The five works were Vincent van Gogh’s Head of a Peasant Woman (1885), Willem Kalf’s Nautilus bowl (around 1600) a Paul Cezanne landscape from around 1879, Paul Gauguin’s The Street (1848), and Cézanne’s Madame Cézanne with a Fan (1879/1988).

“Without the Jewish collectors, the Bührle Collection would be a different one,” Gross said. “Or to put it another way: without persecution, the Bührle Collection would never have come into being.”

The report strongly recommended further provenance research and for the Kunsthaus to set up a committee of professionals to determine how to handle items in the collection lost or confiscated due to Nazi persecution.

Gross’ report also questioned whether the Swiss art museum should continue to explicitly name the collection after the German weapons manufacturer, which “dignifies his name and thus his entire collection” well as well as obscures “the fate of the Jewish previous owners persecuted by Nazism”.
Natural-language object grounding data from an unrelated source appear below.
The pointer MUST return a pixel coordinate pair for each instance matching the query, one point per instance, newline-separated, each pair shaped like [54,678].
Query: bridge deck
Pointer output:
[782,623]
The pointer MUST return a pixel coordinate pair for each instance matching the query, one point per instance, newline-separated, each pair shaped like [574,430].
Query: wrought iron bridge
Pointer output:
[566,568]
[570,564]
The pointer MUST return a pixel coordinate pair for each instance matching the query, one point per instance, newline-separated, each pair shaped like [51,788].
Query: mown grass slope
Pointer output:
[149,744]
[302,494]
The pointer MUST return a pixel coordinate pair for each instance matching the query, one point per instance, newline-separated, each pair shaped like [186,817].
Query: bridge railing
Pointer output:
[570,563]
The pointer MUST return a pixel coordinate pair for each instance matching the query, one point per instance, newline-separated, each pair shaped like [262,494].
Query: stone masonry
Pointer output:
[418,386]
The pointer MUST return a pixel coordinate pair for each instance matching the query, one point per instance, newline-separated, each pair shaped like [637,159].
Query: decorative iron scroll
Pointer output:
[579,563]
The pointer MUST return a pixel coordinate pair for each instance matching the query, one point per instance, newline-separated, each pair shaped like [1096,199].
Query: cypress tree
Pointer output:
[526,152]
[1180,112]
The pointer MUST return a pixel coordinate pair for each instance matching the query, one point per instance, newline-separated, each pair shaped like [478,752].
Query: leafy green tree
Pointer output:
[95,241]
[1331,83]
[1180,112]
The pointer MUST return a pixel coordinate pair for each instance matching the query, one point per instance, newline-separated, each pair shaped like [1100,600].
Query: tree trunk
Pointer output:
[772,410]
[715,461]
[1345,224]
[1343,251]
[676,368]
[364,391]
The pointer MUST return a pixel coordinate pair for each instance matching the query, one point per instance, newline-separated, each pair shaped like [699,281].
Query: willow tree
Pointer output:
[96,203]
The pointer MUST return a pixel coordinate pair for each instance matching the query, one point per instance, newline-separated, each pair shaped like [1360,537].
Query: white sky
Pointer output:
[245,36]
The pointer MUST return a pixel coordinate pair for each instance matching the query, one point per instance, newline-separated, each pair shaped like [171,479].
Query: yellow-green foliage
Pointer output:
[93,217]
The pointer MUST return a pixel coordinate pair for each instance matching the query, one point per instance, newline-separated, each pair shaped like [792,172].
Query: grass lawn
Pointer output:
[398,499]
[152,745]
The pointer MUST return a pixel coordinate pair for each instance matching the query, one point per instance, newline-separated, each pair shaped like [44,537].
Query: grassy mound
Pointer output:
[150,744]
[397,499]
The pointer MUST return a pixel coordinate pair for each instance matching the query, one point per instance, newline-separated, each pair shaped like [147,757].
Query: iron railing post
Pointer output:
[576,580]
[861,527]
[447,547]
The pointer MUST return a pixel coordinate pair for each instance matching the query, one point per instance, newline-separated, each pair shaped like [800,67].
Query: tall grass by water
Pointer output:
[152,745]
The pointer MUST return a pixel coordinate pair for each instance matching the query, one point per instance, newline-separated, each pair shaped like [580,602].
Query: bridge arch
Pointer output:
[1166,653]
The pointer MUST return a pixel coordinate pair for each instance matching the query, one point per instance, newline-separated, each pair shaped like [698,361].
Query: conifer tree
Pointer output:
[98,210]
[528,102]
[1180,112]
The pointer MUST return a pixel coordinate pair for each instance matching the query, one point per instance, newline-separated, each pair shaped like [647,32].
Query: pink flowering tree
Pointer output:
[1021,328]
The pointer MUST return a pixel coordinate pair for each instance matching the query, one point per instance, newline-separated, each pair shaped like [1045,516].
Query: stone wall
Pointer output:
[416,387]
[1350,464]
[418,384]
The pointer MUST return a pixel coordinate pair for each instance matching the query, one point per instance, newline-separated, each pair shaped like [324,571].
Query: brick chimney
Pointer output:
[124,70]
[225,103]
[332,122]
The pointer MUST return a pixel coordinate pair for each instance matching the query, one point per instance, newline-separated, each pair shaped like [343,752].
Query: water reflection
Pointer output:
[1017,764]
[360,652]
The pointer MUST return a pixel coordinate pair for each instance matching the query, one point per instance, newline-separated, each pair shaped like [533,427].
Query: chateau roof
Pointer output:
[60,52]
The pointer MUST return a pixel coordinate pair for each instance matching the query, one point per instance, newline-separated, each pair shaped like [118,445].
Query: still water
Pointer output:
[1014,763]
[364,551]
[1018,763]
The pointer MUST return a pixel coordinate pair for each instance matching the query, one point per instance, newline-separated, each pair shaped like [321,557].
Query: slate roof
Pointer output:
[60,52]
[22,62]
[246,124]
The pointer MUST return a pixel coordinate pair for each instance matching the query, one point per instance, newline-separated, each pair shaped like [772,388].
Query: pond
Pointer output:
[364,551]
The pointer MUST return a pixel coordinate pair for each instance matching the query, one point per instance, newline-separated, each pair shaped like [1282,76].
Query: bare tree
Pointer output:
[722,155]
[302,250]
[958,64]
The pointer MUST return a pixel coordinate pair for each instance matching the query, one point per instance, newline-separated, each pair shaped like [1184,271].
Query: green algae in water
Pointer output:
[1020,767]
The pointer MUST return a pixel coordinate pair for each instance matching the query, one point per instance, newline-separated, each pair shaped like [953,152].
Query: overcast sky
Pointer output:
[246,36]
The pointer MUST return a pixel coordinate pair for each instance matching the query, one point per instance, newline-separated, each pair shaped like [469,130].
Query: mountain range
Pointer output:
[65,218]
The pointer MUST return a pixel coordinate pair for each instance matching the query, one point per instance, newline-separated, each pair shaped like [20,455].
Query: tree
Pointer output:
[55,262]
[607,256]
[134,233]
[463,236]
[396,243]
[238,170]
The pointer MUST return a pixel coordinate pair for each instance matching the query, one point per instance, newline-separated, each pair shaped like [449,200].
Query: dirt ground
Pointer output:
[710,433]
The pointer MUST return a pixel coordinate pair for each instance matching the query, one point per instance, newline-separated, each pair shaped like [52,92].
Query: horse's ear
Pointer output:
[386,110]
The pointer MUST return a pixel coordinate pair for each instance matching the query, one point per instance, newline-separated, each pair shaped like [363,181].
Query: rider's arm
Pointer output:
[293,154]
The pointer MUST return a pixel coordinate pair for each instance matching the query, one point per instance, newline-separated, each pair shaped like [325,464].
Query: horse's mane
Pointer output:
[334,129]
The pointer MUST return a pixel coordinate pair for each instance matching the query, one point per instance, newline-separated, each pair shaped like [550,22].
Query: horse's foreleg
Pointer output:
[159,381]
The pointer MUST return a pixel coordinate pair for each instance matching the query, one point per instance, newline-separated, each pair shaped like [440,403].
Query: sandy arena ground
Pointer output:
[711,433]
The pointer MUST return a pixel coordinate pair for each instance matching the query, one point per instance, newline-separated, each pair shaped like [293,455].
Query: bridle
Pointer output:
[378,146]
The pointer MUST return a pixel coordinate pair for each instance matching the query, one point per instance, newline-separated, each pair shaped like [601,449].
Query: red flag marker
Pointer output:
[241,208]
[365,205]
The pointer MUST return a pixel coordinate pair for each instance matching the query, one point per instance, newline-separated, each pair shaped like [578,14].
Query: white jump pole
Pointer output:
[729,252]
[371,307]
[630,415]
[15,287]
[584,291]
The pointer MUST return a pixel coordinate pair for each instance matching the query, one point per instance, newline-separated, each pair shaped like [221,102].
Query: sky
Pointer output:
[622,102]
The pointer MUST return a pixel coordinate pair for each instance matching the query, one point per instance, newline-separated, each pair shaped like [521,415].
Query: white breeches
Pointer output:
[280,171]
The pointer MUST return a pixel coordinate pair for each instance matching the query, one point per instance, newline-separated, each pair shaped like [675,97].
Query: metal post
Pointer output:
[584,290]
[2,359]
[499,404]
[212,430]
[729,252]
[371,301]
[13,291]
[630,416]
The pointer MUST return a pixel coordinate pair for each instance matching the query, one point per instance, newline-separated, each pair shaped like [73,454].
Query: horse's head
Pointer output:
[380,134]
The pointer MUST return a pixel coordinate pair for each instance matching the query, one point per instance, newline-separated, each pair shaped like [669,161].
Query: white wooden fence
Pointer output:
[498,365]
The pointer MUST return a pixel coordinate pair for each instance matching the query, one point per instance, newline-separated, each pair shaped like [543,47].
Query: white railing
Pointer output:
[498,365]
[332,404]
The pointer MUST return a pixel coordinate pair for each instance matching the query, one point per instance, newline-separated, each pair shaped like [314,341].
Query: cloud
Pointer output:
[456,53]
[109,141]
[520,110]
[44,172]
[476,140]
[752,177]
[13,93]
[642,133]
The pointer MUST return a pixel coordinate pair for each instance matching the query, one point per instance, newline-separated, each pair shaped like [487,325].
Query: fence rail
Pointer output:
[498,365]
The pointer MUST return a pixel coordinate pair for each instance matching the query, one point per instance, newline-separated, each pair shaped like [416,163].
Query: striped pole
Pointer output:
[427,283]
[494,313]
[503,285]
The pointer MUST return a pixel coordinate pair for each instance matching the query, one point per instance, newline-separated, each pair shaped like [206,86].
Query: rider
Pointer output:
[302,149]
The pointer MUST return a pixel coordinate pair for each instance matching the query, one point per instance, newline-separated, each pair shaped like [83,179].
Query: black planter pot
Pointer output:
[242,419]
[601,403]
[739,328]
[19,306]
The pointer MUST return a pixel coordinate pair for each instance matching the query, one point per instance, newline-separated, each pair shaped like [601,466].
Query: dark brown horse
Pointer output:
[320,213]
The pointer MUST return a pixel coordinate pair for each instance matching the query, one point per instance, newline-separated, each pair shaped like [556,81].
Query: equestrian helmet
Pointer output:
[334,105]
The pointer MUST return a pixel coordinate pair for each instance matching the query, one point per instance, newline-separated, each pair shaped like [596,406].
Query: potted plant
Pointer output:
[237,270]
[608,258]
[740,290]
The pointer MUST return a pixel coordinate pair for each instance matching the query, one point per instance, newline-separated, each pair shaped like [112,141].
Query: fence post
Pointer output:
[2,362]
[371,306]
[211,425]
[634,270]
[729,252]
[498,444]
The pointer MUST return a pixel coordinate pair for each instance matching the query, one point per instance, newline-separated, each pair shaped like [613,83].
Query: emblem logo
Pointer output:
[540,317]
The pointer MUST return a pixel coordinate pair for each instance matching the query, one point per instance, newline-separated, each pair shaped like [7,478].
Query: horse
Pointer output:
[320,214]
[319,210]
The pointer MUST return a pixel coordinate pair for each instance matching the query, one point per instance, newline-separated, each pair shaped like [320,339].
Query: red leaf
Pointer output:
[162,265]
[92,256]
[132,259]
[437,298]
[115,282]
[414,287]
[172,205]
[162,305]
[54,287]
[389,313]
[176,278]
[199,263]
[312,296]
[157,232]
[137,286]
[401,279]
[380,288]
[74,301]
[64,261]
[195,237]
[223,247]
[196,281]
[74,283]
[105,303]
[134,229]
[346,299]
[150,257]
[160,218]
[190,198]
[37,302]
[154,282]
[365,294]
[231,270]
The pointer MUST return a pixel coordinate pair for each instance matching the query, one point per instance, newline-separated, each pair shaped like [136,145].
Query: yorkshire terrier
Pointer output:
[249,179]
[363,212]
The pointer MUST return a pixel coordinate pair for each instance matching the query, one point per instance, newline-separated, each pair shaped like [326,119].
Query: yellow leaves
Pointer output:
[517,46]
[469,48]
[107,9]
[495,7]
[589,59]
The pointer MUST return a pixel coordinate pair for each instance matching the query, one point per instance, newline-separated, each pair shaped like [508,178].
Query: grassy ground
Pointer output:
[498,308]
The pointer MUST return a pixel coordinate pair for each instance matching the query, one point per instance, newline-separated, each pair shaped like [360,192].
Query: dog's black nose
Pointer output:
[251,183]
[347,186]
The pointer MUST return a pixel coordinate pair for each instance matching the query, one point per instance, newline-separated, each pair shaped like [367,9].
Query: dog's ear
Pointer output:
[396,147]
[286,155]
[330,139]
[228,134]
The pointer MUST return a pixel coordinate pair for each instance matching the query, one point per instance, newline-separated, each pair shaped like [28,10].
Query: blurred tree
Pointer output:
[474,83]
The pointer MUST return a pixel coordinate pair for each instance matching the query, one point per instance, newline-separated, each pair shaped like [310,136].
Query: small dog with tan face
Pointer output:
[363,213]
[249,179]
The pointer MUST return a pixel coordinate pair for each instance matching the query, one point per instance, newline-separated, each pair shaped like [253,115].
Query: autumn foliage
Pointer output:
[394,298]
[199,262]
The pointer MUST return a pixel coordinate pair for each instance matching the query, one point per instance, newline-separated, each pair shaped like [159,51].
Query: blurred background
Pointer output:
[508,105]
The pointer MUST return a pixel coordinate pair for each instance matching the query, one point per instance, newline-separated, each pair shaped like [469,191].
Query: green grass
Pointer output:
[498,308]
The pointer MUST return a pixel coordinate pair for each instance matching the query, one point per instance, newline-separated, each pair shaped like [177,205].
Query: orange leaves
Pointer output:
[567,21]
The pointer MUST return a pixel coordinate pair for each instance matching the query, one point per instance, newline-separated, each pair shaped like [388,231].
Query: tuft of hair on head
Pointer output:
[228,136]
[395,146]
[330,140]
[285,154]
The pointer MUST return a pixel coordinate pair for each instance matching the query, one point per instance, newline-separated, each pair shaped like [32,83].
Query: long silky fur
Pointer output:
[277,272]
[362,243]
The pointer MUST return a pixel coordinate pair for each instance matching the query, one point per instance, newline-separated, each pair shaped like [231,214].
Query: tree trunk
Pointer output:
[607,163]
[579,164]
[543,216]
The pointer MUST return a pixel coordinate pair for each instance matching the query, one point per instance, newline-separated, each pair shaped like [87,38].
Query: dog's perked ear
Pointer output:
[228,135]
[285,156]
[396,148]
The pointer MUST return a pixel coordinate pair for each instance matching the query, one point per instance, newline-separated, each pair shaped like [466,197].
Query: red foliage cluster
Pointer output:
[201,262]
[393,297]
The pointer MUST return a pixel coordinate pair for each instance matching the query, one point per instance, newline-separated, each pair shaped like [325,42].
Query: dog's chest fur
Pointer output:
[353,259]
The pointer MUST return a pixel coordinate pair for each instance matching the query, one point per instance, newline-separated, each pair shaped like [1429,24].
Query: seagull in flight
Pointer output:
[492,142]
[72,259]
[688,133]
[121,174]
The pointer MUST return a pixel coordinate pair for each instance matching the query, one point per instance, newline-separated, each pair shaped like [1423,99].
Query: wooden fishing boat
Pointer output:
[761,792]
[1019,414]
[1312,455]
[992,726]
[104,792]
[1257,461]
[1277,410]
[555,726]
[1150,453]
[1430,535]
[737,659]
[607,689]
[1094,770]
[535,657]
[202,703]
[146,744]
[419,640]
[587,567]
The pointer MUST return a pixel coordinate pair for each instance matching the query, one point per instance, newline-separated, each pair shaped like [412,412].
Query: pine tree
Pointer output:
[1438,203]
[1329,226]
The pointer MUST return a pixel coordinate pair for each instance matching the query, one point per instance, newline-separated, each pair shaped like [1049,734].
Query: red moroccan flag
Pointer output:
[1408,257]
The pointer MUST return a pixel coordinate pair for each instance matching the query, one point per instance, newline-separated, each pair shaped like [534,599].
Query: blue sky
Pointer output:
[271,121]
“The question arises as to whether a public institution can resolve this with its moral and ethical stance,” Gross said.

According to The Art Newspaper, Bührle’s sale of anti-aircraft cannons to both the Allies and Nazi Germany was so successful, he became the richest man in Switzerland during the Second World War. In 2012, Bührle’s namesake foundation agreed to loan 205 works to Kunsthaus Zurich. These works were exhibited in a new $210 million building extension in 2021, sparking criticism. Artist Miriam Cahn also announced she would pull her works from the institution in response to the exhibition of the Bührle collection.

As a result of the controversy, Gross was commissioned to compile a report by the city and canton of Zurich and the Kunsthaus’ trustees in May. Out of the 205 items in the Bührle collection, Gross identified 62 as having previously belonged to Jewish owners during the Holocaust but had been mostly classified by the Bührle Foundation as “unproblematic” or having “no indication of problematic connections.” “Works with particularly incomplete provenance were classified as unproblematic,” the report said.

A press statement from the city and canton of Zurich and the Zurich Art Society said they expect to comment on the initial conclusions and announce next steps by mid-July. They also thanked Gross and his team of experts “for their comprehensive and very valuable work.”

In response to Gross’s report, the foundation’s board told The Art Newspaper it “will examine the report and comment on it in due course.”

On June 14, the E. G. Bührle Collection Foundation announced it was seeking “fair and just” solutions with the legal successors of the former owners for six works in its collection that were on display at the Kunsthaus Zurich. As a result, five of the paintings were removed from the Swiss museum on June 20.

The museum’s board of trustees reassessed the provenance of the six works following the publication of the new “Best Practices” for dealing with Nazi-looted art published by the US State Department in March 2024.

The “Best Practices” expanded on the Washington Principles which representatives of 44 nations and 13 nongovernmental organizations agreed to on December 3, 1998, after three days of meetings at the State Department’s Washington Conference on Holocaust-Era Assets.

The works in question were Gustave’s Courbet’s Portrait of the Sculptor Louis-Joseph (1863), an 1895 painting by Claude Monet of his garden in Giverny, Van Gogh’s The Old Tower (1884), Henri de Toulouse-Lautrec’s 1891 portrait of Georges-Henri Manuel and Paul Gauguin’s 1884 La route montante.

The news of the reassessment was first reported by The Art Newspaper.